Une histoire de ventre explosif ou l’horrible enterrement de Guillaume le Conquérant à Caen

Saint-Etienne de Caen, tombeau de Guillaume le ConquérantSaint-Etienne de Caen, tombeau de Guillaume le Conquérant | ©Sniper Zeta / CC-BY-SA

Que s’est-il passé pour que les funérailles de Guillaume le Conquérant, le plus grand Normand, tournent au cauchemar, dans l’abbatiale Saint-Étienne de Caen ?

La mort du Conquérant : une histoire de ventre, partie 1

Mantes, 1087. Rouleaux de flammes torrides.

Tout brûle. Du rugissement du feu explosent des hurlements de peur.

Lui, masse colossale dressée sur son énorme percheron au milieu des rues saturées de corps sans vie.

Il éperonne les flancs, vocifère, fait tourner son épée au-dessus de sa tête.

Puis... convulsion. Le cheval, épuisé, trébuche. Tombe lourdement sur le pavé.

Guillaume, jeté contre le pommeau de la selle, se blesse le bas du ventre.

Coup violent. Un voile noir lui obscurcit la vue.

Crever !! Guillaume, ça y est ! Tu vas crever ! Déjà ?... une vie... un souffle... rien vu passer...

Alors ? Il vient de se passer quoi, là ?

Fâché que le roi de France débarque sans arrêt sur ses terres en Normandie (et devant son refus d’arrêter), Guillaume le Conquérant avait fait le siège de la ville de Mantes.

Le dernier de sa longue carrière de duc normand...

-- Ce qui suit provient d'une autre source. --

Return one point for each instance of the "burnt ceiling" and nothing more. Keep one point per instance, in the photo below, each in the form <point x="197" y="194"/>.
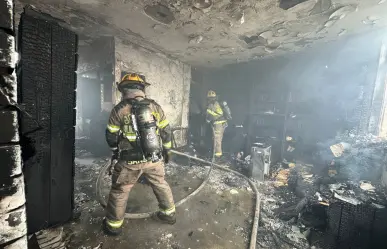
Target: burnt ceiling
<point x="215" y="32"/>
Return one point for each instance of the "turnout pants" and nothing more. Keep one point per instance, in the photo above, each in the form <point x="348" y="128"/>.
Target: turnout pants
<point x="123" y="179"/>
<point x="218" y="138"/>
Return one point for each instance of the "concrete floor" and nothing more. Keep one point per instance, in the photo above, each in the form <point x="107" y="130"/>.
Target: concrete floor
<point x="215" y="218"/>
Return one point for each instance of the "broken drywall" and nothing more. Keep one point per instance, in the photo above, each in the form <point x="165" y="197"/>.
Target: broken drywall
<point x="170" y="79"/>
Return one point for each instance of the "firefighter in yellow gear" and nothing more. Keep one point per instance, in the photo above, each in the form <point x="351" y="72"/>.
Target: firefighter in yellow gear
<point x="216" y="117"/>
<point x="125" y="140"/>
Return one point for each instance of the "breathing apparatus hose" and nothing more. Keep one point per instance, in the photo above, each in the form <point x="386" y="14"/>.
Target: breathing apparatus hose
<point x="253" y="238"/>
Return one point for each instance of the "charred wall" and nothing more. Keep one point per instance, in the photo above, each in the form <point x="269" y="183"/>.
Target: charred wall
<point x="170" y="80"/>
<point x="326" y="90"/>
<point x="12" y="198"/>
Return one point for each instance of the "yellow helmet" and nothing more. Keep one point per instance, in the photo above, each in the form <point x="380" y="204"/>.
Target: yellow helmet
<point x="132" y="80"/>
<point x="211" y="94"/>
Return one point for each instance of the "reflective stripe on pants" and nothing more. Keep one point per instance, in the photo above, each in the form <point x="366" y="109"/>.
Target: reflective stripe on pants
<point x="218" y="138"/>
<point x="123" y="180"/>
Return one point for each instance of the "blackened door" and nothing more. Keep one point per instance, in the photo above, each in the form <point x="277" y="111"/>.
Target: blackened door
<point x="47" y="91"/>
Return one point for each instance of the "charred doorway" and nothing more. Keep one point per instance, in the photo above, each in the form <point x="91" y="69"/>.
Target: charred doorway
<point x="47" y="92"/>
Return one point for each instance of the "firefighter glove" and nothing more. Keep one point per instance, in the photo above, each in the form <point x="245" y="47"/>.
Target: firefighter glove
<point x="167" y="155"/>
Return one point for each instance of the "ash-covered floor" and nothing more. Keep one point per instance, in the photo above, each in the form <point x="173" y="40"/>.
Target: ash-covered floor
<point x="220" y="216"/>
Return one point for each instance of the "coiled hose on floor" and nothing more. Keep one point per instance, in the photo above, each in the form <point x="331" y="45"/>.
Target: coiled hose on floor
<point x="254" y="231"/>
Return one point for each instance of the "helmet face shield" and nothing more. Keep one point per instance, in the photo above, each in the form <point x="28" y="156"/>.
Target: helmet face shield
<point x="211" y="94"/>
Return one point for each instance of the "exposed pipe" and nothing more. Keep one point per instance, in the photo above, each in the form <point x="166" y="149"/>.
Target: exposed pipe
<point x="253" y="238"/>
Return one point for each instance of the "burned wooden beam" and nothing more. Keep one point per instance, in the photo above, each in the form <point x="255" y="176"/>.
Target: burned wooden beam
<point x="12" y="198"/>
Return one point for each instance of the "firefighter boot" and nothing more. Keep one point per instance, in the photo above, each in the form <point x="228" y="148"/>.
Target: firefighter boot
<point x="165" y="218"/>
<point x="109" y="230"/>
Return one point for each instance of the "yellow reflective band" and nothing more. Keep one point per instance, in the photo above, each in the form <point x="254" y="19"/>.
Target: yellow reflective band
<point x="113" y="128"/>
<point x="168" y="145"/>
<point x="219" y="111"/>
<point x="130" y="136"/>
<point x="163" y="123"/>
<point x="115" y="224"/>
<point x="156" y="115"/>
<point x="136" y="162"/>
<point x="212" y="113"/>
<point x="168" y="211"/>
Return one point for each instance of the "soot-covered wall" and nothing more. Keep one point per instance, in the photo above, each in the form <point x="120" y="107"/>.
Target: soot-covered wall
<point x="170" y="79"/>
<point x="329" y="88"/>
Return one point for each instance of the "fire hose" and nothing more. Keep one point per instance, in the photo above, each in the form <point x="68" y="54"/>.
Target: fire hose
<point x="253" y="238"/>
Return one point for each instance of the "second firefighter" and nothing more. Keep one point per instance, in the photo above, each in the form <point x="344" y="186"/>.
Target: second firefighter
<point x="217" y="114"/>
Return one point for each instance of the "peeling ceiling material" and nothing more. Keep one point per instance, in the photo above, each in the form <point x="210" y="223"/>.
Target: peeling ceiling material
<point x="159" y="13"/>
<point x="208" y="32"/>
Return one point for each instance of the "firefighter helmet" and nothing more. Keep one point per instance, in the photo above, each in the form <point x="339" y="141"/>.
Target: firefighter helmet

On le relève. On le transporte à Rouen.

Non mais, regardez-le : Guillaume a 59 ans. C'est un vieillard pour l’époque.

Malade, obèse, épuisé par une vie de luttes, le coup au ventre est fatal.

6 semaines après sa chute, il meurt dans un faubourg de Rouen.

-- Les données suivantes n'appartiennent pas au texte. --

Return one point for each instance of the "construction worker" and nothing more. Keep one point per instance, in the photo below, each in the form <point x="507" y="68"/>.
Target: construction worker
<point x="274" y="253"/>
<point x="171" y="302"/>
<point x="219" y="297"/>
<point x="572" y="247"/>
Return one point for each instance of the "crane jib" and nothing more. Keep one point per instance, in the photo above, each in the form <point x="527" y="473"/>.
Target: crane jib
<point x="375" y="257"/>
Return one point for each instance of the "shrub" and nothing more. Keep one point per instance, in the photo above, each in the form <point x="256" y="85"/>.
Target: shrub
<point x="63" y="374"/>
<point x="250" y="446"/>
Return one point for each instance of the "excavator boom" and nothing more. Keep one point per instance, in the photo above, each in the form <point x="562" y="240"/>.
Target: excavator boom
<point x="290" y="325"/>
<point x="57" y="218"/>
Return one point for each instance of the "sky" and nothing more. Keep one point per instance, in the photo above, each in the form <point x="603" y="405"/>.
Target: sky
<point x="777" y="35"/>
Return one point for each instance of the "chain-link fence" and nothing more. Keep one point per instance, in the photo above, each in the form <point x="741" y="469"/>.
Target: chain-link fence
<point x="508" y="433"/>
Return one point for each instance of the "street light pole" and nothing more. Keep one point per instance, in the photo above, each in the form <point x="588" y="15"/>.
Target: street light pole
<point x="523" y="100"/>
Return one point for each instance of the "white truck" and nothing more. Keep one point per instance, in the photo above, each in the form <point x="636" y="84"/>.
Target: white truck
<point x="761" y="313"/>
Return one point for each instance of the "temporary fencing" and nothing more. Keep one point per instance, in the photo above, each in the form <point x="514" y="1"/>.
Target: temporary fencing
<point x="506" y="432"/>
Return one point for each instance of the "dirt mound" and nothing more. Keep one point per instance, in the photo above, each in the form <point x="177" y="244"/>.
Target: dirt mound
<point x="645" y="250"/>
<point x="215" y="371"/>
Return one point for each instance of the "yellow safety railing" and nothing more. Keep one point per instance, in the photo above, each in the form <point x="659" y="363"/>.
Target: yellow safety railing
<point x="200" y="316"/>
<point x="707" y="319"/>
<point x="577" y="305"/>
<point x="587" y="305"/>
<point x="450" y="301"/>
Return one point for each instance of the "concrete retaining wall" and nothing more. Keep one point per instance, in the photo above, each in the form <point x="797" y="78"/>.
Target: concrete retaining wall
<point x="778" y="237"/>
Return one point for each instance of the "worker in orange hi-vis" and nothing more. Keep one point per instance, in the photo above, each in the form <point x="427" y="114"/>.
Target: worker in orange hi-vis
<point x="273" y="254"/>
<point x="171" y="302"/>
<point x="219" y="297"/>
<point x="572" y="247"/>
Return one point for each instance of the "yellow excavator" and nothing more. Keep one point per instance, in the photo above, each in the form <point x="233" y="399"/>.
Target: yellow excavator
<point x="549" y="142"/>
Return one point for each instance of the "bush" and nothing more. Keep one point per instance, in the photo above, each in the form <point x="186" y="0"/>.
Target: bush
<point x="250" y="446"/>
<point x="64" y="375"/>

Inhumation de Guillaume le Conquérant (T. Géricault, 1823)Inhumation de Guillaume le Conquérant (T. Géricault, 1823) | ©Rijksmuseum / CC0

Obèse, Guillaume ? Une histoire de ventre, partie 2

Et voilà : un coup au ventre, fatal pour le Conquérant ! Un ventre... qui mérite bien une petite parenthèse !

On ne sait pas à quoi ressemble Guillaume, faute de portrait.

On sait juste qu’il est très grand pour l’époque (1,80 m) et qu’il porte les cheveux courts.

Ah, si, on sait que Guillaume devient obèse, à la fin de sa vie.

Il se promène un bon gros bidon, à tel point que l’on se demande comment il se débrouille, pour monter à cheval et batailler...

Il lui fallait une selle spéciale et des étriers en fer pour soutenir sa masse !

Et l'on se moque de lui : à commencer par le roi de France Philippe Ier (bien ventru lui aussi), qui demande un jour quand le « gros bâtard » se remettra de son accouchement !

Son bide énorme va être le responsable de son enterrement cauchemardesque, à Caen, on va voir pourquoi...

Saint-Etienne, CaenSaint-Etienne, Caen | Saint-Étienne, Caen | ©Olive Titus / Flickr / CC-BY

L’enterrement du Conquérant... un bide !

Odeur d’encens tiède qui monte dans l’immensité glaciale de la nef.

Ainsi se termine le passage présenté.